IPL Data Product Case Study

Using Data to Drive Product Strategy

My Role: Product Manager, Data Analyst

IPL Dataset from Kaggle

Overview

MY ROLE

Product Manager, Data Analyst

DURATION

2 weeks

TOOLKIT

Python (Pandas), SQL, Jupyter Notebook, Plotly

TEAM

Individual project

KEY RESULTS

Identified actionable insights for team strategy and player performance optimization

THE PRODUCT

An internal insights dashboard for strategic stakeholders (e.g., team owners, fantasy league managers, broadcasters)

The 'Why': The Product Problem

"As a PM, my first step is to identify the user and the problem."

The Indian Premier League (IPL) is a massive, data-rich entity.
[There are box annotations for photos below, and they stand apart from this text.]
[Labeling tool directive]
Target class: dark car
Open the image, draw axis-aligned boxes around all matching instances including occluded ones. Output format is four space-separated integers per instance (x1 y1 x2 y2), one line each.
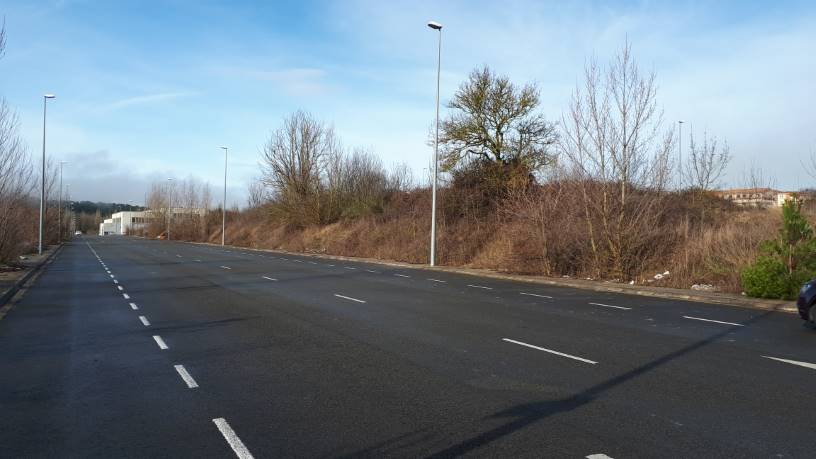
796 279 816 324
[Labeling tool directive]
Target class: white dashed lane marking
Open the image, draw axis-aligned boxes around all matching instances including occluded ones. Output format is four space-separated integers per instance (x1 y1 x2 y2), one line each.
334 293 365 303
468 284 493 290
153 335 169 350
762 355 816 370
213 418 254 459
502 338 598 365
589 303 632 311
683 316 745 327
520 292 552 299
173 365 198 389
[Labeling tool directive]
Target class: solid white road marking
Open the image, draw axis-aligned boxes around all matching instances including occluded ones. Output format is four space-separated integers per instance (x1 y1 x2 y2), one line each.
589 303 632 311
468 284 493 290
683 316 745 327
173 365 198 389
213 418 254 459
762 355 816 370
334 293 365 303
520 292 552 299
153 335 169 350
502 338 598 365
Stakeholders like franchise owners and fantasy league PMs are all 'users' who need to make high-stakes, data-driven decisions.
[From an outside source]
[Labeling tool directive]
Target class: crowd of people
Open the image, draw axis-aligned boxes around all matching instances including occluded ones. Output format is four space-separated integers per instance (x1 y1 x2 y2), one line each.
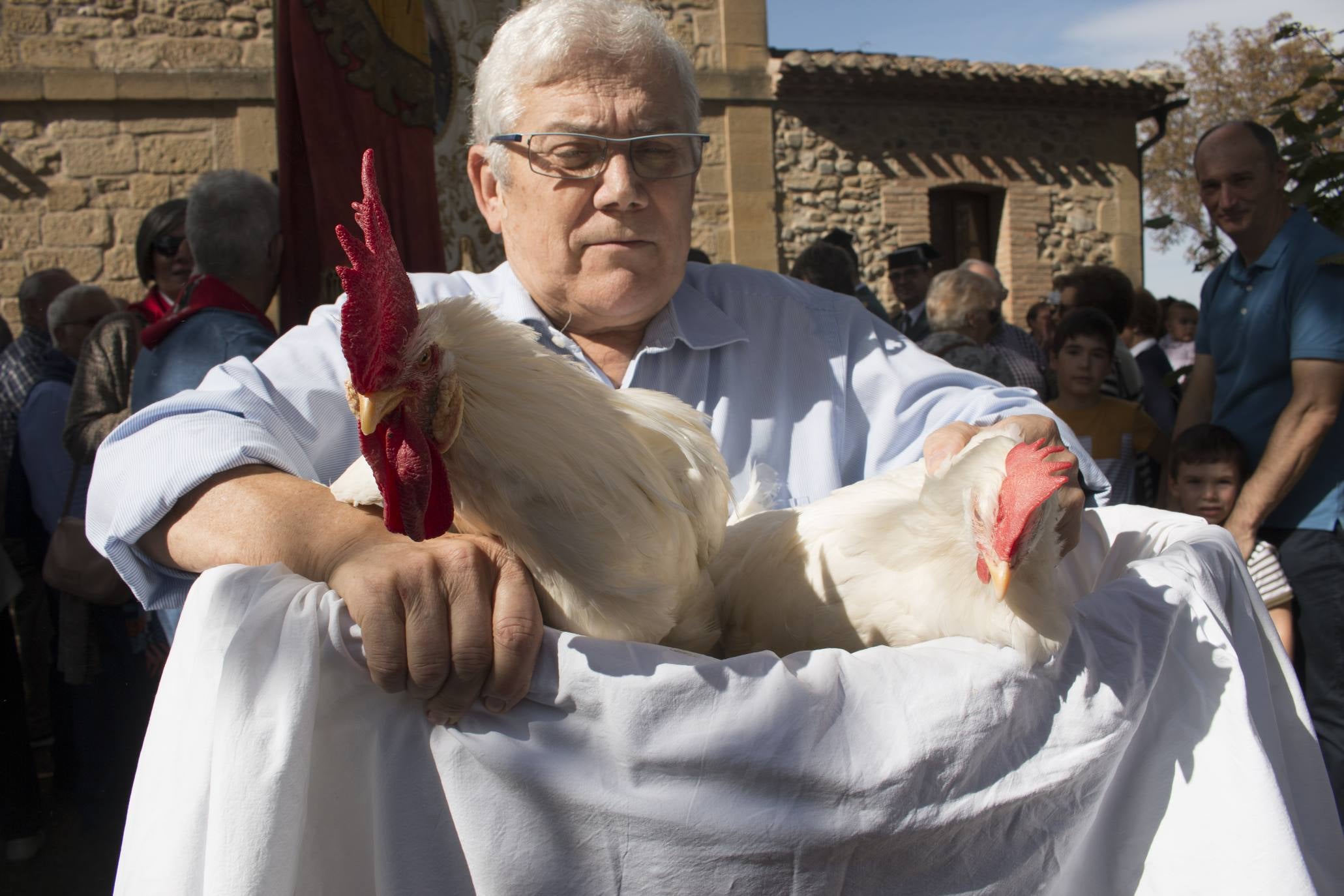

IPL Data Inspection showing matches.info() and deliveries.info() output

As a Product Manager, I can't build a strategy on flawed data. My first step was to perform a deep inspection of the raw dataset to assess its reliability.

As you can see in the inspection report on the left, the 'data product' was broken. The .info() command revealed critical errors:

Missing Data:

Columns like city and winner were missing hundreds of values (you can see the non-null count is lower than the total entries).

Wrong Data Types:

The date column was an object (text), not a real date. This makes time-series analysis impossible.

Before any insights could be trusted, I had to perform Data Engineering to fix these foundational flaws and build a reliable product.

The 'How': Engineering a Trusted Data Product

The raw dataset had a critical integrity flaw: Inconsistent Business Logic.

Over 13 years, IPL franchises re-branded (e.g., 'Delhi Daredevils' became 'Delhi Capitals'). The raw data treated these as completely different teams. Any analysis of 'most wins' or 'win rates' would have been factually incorrect.

My Solution: I engineered a standardization logic (using a Python mapping dictionary) to merge these historical entities. This transformed fragmented rows into a single source of truth, ensuring all downstream insights were accurate and reliable.

Team name mapping code showing before and after standardization

The 'Proof': SQL & Technical Independence

A strong Product Manager shouldn't be blocked by data access. While I used Python for the heavy lifting, I effectively used SQL to validate my findings and explore the data independently.

This section demonstrates three critical technical competencies:

Complex Joins (INNER JOIN): Raw data is often siloed. To analyze player performance by season, I programmatically merged two distinct datasets: the granular ball-by-ball data (deliveries) and the match metadata (matches).

Aggregation Logic (GROUP BY): I didn't just look at rows; I defined metrics. The code demonstrates aggregating thousands of rows to calculate high-level KPIs like 'Total Team Wins' and 'Average Margins'.

Data Validation (QA): I used SQL as a 'sanity check'. By deriving the same insights using two different languages, I ensured the final product metrics were 100% accurate.

SQL queries demonstrating INNER JOIN and GROUP BY operations

The 'What': Shipping Actionable Insights

Clean data and SQL queries are just the means to an end. The goal of a Product Manager is to deliver insights that drive strategy.

I used Plotly to build interactive dashboard components that answer specific user questions:

The Myth:

'Winning the toss guarantees a win.'

The Data Truth:

My analysis revealed a mere 50.5% correlation league-wide.

The Strategic Pivot:

The heatmap revealed that the 'Chase' advantage is highly venue-dependent (e.g., massive advantage at Wankhede, neutral at Chennai). This transforms a generic hunch into a venue-specific game plan.

Interactive Plotly dashboard showing venue-specific toss win correlation heatmap

Key PM Takeaways

Treat Data as a Product Asset: Algorithms are useless if the foundation is broken. By engineering the fix for historical team re-branding, I ensured that every strategic decision we made was built on truth, not just noise.

Don't Wait for Permission: I refuse to be blocked by technical barriers. I switch seamlessly between Python for heavy lifting and SQL for quick validation. This independence lets me answer high-stakes questions without waiting on engineering resources.

Ship Outcomes, Not Just Outputs: I didn't set out to just "build a dashboard." I set out to solve a specific user problem: "Does the toss actually matter?" I transformed raw stats into a clear, venue-specific game plan that gives users a competitive edge.